Introduction

On 13 May 2009, the European Commission imposed a record fine of €1.06bn on Intel for engaging in illegal anti-competitive practices to exclude competitors from the market for computer chips, known as CPUs (central processing units). Amounting to some 4% of Intel's annual world-wide turnover, the fine emphasises the Commission's confidence post-Microsoft in tackling anti-competitive conduct in the technological sector and that it will not restrict the imposition of heavy penalties to simply cartel type behaviour.

The Conduct in Question

The Commission took issue with two types of practice:

  • Rebates granted by Intel to computer manufacturers on condition that they bought all, or almost all (80% plus), of their CPUs from Intel. The Commission found that, in order to compete with these rebates, a competitor would effectively have to price below cost. Intel also made direct payments to a major retailer on condition it stock only computers with Intel CPUs;
  • Direct payments made by Intel to computer manufacturers to halt or delay the launch of specific products containing competitors' CPUs and to limit the sales channels available to these products (e.g. so that they were sold only to SMEs).

The Commission, proceeding on the basis that Intel was dominant in a worldwide CPU market (with some 70% of the market), considered that these practices formed part of a strategy designed to exploit Intel's existing dominant position to the detriment of its main (but much smaller competitor), AMD.

The Commission's finding that these types of activities constitute an abuse of dominance comes, in principle, as no great surprise and, in particular, reflects well-established European Court case law relating to loyalty inducing rebates and regulatory concern as to their market foreclosing effects. It serves as a reminder to potentially dominant companies that they should carefully assess their marketing strategies and their rebate/discount schemes to ensure that they are beyond reproach from the competition angle (or risk the imposition of increasingly heavy fines).
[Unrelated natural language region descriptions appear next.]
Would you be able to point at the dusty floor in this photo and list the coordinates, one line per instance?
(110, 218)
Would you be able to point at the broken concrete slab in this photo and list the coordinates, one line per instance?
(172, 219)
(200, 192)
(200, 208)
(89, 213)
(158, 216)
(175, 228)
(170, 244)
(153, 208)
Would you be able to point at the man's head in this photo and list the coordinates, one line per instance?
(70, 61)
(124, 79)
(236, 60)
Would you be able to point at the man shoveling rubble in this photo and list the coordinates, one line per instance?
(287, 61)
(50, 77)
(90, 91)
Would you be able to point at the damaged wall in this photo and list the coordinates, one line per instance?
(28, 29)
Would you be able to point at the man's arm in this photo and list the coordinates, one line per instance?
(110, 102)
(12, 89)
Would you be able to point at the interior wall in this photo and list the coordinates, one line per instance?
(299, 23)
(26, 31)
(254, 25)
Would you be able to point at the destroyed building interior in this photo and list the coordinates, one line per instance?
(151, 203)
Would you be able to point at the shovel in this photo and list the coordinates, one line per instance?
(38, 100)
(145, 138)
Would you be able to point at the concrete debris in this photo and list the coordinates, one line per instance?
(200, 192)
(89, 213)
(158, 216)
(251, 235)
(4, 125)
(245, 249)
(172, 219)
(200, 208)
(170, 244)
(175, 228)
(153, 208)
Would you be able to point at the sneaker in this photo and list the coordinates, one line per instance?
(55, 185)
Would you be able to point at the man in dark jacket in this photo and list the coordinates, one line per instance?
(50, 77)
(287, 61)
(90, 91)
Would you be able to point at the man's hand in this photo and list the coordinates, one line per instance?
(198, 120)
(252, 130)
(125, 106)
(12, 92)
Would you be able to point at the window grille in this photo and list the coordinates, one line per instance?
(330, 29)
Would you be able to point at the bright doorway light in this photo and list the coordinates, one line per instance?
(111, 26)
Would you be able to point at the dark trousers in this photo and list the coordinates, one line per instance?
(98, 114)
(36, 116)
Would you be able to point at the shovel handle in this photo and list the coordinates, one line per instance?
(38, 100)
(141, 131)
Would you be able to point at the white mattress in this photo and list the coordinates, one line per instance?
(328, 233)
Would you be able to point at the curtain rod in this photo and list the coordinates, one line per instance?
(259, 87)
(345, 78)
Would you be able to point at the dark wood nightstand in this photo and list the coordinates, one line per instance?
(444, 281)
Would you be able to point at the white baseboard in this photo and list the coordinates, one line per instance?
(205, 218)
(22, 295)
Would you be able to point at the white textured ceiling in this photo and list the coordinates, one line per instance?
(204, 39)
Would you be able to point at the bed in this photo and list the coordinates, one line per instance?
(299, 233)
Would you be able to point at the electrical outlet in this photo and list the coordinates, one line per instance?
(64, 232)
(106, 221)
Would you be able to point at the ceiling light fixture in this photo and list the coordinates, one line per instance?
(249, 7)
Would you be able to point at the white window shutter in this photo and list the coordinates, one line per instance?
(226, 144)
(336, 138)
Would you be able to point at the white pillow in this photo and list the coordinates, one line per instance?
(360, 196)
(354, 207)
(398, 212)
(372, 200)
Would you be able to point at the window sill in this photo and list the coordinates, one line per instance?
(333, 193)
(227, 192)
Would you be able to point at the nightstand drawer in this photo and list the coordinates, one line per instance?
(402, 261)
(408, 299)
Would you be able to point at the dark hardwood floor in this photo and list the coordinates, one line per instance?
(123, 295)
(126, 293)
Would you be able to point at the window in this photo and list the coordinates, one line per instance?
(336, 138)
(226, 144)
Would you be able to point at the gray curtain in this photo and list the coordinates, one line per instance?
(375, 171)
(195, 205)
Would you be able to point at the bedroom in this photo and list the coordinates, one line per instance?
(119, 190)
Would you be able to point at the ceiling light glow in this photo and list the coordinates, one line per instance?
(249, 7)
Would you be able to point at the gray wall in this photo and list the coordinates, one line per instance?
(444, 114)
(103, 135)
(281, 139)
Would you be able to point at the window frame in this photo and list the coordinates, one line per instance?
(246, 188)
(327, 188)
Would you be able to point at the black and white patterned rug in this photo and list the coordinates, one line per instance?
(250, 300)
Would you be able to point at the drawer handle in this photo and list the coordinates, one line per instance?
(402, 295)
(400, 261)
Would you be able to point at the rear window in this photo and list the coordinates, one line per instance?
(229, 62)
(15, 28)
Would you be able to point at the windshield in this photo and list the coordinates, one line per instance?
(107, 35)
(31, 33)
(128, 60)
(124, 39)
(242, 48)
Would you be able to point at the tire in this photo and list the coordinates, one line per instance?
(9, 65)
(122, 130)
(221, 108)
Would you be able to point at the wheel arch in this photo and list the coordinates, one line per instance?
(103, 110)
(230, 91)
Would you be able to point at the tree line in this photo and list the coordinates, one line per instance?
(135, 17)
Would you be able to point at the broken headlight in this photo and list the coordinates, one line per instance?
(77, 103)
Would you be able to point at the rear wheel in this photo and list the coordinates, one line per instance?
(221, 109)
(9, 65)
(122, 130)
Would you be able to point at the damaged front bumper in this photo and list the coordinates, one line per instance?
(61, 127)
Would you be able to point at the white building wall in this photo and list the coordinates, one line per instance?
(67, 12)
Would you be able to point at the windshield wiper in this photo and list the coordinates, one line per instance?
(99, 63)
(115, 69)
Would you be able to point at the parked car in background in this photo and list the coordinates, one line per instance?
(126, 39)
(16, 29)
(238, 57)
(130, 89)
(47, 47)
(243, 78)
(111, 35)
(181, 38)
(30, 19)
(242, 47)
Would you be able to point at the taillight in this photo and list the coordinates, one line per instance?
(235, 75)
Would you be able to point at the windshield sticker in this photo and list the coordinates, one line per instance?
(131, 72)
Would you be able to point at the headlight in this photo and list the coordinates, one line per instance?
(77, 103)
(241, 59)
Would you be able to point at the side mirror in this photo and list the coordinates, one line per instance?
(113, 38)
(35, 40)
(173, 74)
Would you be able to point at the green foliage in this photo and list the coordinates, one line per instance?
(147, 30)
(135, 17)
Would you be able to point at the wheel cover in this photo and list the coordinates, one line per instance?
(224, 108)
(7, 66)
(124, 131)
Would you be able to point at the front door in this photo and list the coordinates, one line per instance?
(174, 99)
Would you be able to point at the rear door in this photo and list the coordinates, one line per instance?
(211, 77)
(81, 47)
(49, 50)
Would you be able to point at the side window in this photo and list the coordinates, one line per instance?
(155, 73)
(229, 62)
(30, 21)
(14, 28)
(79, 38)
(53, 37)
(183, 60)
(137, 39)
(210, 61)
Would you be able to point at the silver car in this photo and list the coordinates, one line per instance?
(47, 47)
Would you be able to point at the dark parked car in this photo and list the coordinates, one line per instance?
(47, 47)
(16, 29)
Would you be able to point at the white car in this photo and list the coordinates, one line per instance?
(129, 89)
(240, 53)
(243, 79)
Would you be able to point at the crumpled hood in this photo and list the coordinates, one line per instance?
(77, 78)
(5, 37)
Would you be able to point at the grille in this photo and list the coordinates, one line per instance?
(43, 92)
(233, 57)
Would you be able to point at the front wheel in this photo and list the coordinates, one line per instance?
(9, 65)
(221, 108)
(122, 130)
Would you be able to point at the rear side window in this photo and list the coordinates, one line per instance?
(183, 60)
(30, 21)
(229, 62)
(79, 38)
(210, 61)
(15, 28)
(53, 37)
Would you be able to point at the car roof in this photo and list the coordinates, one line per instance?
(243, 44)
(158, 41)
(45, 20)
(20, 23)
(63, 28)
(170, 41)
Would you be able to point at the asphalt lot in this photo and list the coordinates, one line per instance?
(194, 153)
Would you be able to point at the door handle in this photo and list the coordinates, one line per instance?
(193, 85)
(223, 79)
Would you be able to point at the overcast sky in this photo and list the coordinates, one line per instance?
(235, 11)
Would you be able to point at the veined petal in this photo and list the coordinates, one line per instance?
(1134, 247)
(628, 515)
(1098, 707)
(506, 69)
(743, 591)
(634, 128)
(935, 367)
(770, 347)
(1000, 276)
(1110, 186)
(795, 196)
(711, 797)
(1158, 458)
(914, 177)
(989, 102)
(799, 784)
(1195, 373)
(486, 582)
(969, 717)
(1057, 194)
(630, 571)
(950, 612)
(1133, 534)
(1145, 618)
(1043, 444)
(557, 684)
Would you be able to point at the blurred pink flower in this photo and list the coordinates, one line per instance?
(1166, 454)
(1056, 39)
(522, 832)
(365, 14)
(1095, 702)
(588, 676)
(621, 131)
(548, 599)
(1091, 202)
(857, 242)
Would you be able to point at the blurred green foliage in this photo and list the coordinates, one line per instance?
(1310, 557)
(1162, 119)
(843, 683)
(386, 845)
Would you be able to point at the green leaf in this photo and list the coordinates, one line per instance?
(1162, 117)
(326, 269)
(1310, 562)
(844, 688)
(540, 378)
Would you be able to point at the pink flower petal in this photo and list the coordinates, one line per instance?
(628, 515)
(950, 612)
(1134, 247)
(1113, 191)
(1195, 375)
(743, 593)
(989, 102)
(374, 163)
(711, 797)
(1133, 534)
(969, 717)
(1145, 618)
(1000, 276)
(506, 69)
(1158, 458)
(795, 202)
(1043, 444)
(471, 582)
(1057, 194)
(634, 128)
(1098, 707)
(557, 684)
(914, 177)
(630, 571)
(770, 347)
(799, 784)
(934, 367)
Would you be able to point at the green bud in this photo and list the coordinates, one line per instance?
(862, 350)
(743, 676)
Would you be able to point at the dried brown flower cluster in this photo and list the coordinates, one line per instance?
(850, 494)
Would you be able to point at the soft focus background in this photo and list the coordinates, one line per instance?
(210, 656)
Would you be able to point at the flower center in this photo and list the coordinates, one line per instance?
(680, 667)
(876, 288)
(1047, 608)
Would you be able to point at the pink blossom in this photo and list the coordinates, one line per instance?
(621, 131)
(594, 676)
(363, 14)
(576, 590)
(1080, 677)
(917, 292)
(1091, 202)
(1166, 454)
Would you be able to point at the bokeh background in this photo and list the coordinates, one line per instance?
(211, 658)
This is particularly so in the technological sector where competition authorities often take a narrow approach to market definition and where patents and other intellectual property rights are often in play.

A Patchwork of Regulatory Enforcement

The Commission's investigation stemmed from a series of complaints made to it and the EU national competition authorities by AMD over a four-year period. This illustrates that, while it can take a large degree of effort and persistence to get off the ground, regulatory investigations by the Commission offer the complainant the great advantage of a pan-European decision with fairly minimal costs compared with court action. Another great benefit is the wide investigative powers that the Commission has, particularly its ability to carry out unannounced "dawn raids" at a company's premises. Indeed, the Commission has indicated that it obtained proof of many of the infringements from, amongst other things, emails obtained at an on-site visit to Intel's premises.

Outside the EU, AMD has also secured beneficial regulatory decisions in both Japan and South Korea. Interesting now will be the attitude of the US competition authorities that have traditionally adopted a more lenient attitude towards dominance than that in the EU. The Obama administration has a stated intention of aggressively pursuing abuses of dominance and it remains to be seen how this feeds into the FTC's investigation into Intel that was opened in June 2008.

Next Steps?

Intel has signalled that it will appeal the Commission's decision to the courts. A great deal of argument can be expected on the Commission's approach to market definition/dominance as well as on the foreclosing effect of the practices in question. In the meantime, Intel has indicated that it will seek to comply with the Commission's decision as the appeal process runs its course.